民間機だけでなく軍用機の世界でも 世界中の気象データの収集と活動地点の観測は、作戦上も非常に重要な事柄である。また、1950年代後半から1960年代は世界各地で大気圏内(地上、海上)での核実験が盛んに行われており、これらの核実験のデータを収集することも重要な目的として造られたのが、気象観測専門のWC-135Bで、当初の1962年に完成している。
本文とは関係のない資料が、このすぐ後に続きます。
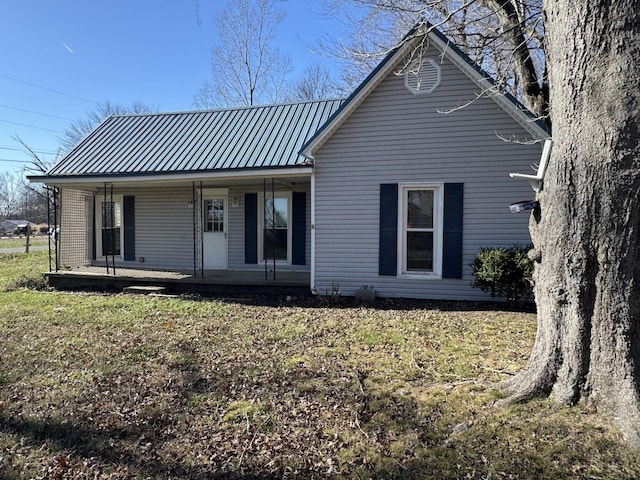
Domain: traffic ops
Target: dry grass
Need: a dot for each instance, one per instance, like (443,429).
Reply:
(114,386)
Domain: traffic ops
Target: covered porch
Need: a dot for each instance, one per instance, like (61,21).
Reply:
(206,283)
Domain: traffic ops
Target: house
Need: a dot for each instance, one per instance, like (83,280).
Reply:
(397,187)
(16,227)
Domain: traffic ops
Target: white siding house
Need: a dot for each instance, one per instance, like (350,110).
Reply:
(397,187)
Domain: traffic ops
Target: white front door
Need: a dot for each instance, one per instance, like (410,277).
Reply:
(214,235)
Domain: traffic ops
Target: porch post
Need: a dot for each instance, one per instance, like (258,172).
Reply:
(201,225)
(193,218)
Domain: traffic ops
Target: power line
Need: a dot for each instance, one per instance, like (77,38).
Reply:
(49,89)
(31,126)
(37,113)
(46,152)
(14,161)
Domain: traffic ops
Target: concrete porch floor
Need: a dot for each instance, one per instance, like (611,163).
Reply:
(213,282)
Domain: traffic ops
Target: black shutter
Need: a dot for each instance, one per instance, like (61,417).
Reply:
(129,221)
(298,218)
(250,228)
(388,253)
(93,229)
(452,234)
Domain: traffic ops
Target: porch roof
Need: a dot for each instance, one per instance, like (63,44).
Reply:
(198,142)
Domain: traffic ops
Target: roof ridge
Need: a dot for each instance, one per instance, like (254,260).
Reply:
(224,109)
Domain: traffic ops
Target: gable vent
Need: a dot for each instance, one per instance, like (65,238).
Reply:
(422,76)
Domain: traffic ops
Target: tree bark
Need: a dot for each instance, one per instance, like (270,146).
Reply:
(586,231)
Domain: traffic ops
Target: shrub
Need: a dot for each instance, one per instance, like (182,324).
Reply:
(504,272)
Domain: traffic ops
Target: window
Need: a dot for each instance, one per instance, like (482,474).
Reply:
(111,222)
(276,226)
(214,215)
(422,76)
(421,232)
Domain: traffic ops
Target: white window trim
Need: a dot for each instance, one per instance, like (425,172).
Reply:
(282,193)
(98,233)
(438,222)
(417,65)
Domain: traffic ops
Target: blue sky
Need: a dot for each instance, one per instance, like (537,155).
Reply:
(60,58)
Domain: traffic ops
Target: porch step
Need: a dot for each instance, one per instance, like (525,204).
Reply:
(144,290)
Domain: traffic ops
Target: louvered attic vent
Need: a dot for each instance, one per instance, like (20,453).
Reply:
(422,76)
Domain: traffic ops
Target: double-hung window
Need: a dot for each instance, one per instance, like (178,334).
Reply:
(276,227)
(421,230)
(110,227)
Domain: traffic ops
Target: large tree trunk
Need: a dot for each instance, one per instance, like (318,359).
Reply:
(586,232)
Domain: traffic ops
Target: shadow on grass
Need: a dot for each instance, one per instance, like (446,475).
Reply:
(400,304)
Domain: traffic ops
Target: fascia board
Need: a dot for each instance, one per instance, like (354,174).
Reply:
(71,180)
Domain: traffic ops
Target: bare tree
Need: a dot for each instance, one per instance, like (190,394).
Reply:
(77,130)
(9,194)
(505,37)
(586,229)
(246,67)
(316,83)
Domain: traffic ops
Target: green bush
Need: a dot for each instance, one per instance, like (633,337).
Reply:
(504,272)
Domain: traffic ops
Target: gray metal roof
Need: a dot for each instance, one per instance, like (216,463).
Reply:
(199,141)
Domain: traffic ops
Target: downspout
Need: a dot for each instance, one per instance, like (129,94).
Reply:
(312,283)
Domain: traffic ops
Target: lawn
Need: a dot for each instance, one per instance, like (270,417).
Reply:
(116,386)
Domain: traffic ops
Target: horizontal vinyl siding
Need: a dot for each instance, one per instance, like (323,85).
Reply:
(395,136)
(164,229)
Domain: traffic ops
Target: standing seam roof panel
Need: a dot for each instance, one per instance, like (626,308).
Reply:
(250,137)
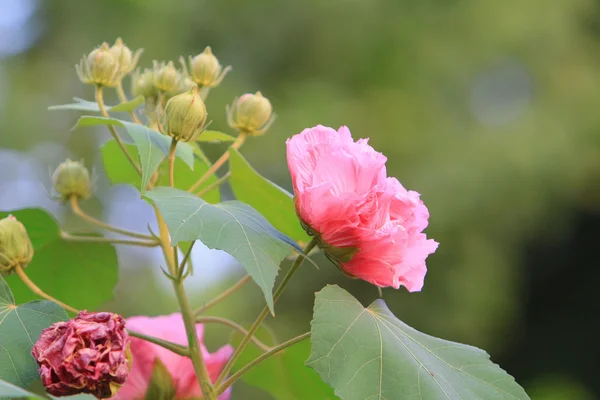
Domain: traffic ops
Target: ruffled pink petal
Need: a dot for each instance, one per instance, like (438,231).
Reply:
(344,195)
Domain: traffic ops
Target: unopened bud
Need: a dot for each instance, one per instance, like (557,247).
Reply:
(251,114)
(166,77)
(184,116)
(126,59)
(142,84)
(71,178)
(206,70)
(15,245)
(100,67)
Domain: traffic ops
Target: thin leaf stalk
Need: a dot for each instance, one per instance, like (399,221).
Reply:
(261,317)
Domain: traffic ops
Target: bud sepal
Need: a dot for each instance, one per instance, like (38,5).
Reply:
(72,178)
(251,114)
(184,116)
(15,246)
(205,69)
(100,67)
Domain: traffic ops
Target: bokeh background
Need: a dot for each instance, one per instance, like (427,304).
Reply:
(490,109)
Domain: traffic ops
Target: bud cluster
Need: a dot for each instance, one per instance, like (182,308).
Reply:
(72,179)
(15,246)
(184,116)
(251,114)
(106,66)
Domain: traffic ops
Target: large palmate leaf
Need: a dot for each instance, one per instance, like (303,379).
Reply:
(152,146)
(20,327)
(84,105)
(119,170)
(230,226)
(80,274)
(275,203)
(10,391)
(367,353)
(284,375)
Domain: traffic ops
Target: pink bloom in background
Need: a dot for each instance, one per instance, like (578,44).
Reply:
(171,328)
(367,221)
(87,354)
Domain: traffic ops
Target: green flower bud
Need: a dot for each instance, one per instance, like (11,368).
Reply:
(100,67)
(167,78)
(184,116)
(126,59)
(206,70)
(15,245)
(251,114)
(142,84)
(71,178)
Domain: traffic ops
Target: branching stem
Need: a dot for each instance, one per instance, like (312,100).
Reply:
(113,131)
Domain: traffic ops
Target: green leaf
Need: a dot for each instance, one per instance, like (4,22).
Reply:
(10,391)
(119,171)
(20,328)
(284,375)
(275,203)
(128,106)
(161,386)
(367,353)
(152,146)
(231,226)
(81,274)
(84,105)
(214,137)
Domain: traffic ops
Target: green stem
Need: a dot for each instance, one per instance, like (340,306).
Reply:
(231,380)
(123,99)
(74,202)
(186,257)
(213,185)
(237,286)
(261,317)
(187,313)
(174,347)
(213,168)
(171,159)
(233,325)
(113,131)
(36,290)
(100,239)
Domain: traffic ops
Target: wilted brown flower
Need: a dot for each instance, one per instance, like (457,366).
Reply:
(87,354)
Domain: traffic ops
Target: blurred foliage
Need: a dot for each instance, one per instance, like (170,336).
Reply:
(489,109)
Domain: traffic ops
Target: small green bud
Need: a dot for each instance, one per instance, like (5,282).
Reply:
(15,246)
(206,70)
(167,78)
(142,84)
(184,116)
(126,59)
(100,67)
(251,114)
(71,178)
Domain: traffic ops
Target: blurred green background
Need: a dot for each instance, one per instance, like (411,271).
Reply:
(489,109)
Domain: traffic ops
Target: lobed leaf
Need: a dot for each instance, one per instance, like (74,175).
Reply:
(368,353)
(20,327)
(119,171)
(231,226)
(10,391)
(275,203)
(284,375)
(82,274)
(84,105)
(152,146)
(214,137)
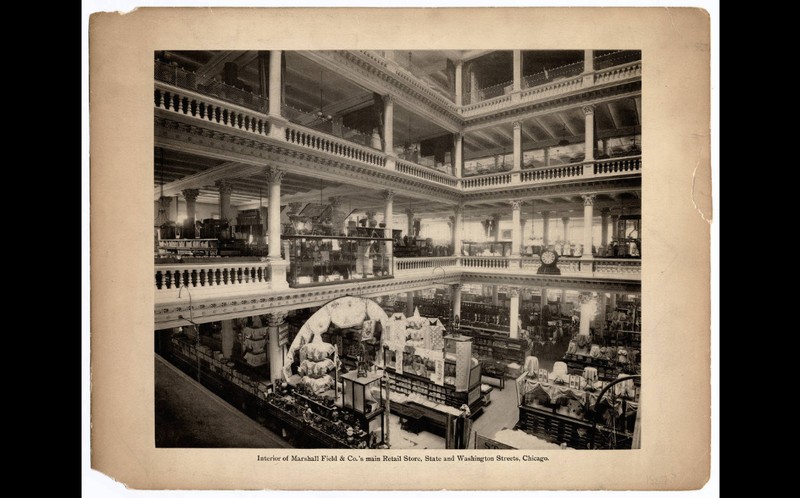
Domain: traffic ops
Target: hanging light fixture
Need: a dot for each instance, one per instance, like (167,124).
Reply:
(320,114)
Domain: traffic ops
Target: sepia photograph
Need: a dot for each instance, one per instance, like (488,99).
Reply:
(400,249)
(376,249)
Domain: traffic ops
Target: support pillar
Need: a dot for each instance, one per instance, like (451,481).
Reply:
(388,215)
(459,82)
(275,89)
(588,215)
(275,350)
(516,166)
(588,166)
(189,226)
(456,300)
(604,214)
(276,263)
(517,58)
(458,223)
(516,227)
(458,161)
(228,338)
(513,313)
(388,125)
(225,190)
(545,228)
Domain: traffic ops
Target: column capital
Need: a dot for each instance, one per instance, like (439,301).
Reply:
(274,174)
(190,194)
(275,319)
(225,186)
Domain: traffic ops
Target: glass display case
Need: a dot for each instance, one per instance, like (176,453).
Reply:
(499,248)
(364,396)
(318,259)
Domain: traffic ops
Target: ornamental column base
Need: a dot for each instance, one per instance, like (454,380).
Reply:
(277,273)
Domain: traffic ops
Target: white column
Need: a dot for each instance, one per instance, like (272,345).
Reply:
(513,313)
(459,82)
(275,351)
(388,214)
(588,61)
(545,228)
(588,111)
(457,229)
(410,225)
(458,160)
(190,195)
(274,176)
(473,86)
(275,89)
(588,205)
(517,70)
(517,146)
(228,336)
(225,190)
(516,227)
(388,124)
(604,213)
(588,309)
(456,300)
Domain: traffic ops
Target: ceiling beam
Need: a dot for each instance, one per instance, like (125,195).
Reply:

1965年までに輸送型のC-135Bから10機が改造されてWC-135Bとなり 56th WRSの所属で横田空軍基地にも展開していた為(後に55th WRSに移管) 身近にみることができた大型機の一つであった。

元々ドワイト・D・アイゼンハワー将軍が、第2次大戦終了後の1947年に当時のアメリカ陸軍航空隊に対し 世界中のどこでも核爆発があれば検知できるようにせよ!との指示を出したことで「コンスタント・フェニックス計画」が発令された。これに基づき 1949年には、B-29の改造型WB-29がソ連での核実験のサンプル採取に成功、その後WB-50が活躍し このWC-135Bに受け継がれて行った。しかし、冷戦の終了とともに役目を終えて次々に引退し、現在は、改造型が2機ほど残っているだけでめったに見る事もなくなった。  (2022/4 記)
56th WRS Insinia 
↑ 横田基地を離陸の為タキシングする55th WRSのWC135B(61-2670)、C-135は、4発エンジンのせいか目の錯覚でとても大きな機体に見えるが、全長42.6m 全幅39.9mで C-2輸送機(全長 43.9m 全幅44.4m)おり小型で 現代のエアバスB-767などと比べると一回り小型の機体である。
Wings
55th WRS Insignia 
↑ 1976年夏に横田基地にて撮影したWC-138B(61-2665)。C-135Bから改装された10機のWC-135Bで一番シリアルが古い機体であった。カルフォルニア州マクラレン空軍基地から横田基地に1~2機が派遣されており よく目にした機体の一つだった。機体塗装は、アルミの地のままであるが、後に薄いグレー色が塗られることになる。コダックのネガカラーで撮った写真であるが、色落ちはすくない。